By connecting global expertise with local insights and partners, Better Life Farming offers advanced agricultural practices, seeds, precision irrigation, crop protection, finance, insurance, digital technologies, and access to markets, each customised to fully address smallholders’ needs at scale.
Colin Taylor, IFC East Asia/Pacific regional lead, agribusiness advisory services, said: “Vietnamese smallholder coffee farmers are vulnerable to multiple challenges, from adverse climate impacts to difficulties in accessing inputs and finance. As a result they realise a fraction of their potential productivity.
“As part of the Better Life Farming Alliance, IFC helps smallholders bridge these gaps through supporting training initiatives, improved financial literacy and access to finance, so they can manage their farm as a business.”

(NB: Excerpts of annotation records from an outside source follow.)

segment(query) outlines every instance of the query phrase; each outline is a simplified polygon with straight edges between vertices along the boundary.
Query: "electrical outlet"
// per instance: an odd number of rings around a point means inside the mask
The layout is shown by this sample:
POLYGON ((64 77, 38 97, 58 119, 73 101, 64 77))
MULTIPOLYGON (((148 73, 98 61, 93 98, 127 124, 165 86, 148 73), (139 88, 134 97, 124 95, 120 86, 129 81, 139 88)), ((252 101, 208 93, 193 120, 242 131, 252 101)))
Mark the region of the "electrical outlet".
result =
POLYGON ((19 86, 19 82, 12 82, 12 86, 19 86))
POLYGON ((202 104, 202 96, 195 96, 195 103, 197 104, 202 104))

Better Life Farming to support coffee growers has been piloted in Lạc Dương and Di Linh districts in Lâm Đồng Province since the beginning of this year, benefiting 190 farmers with a total of 300 hectares.
Their yields have jumped by 17-33 per cent.
Kohei Sakata, general director of Bayer Vietnam, said: “Through this initiative, we can see how dedicated and passionate smallholder farmers are working to feed their family, their community as well as the population on a local and global level.
“As a result, Bayer’s co-operation with smallholder farmers and developing customised solutions can have a real impact on their productivity and support them in their journey to grow their farming business and improve their livelihood.”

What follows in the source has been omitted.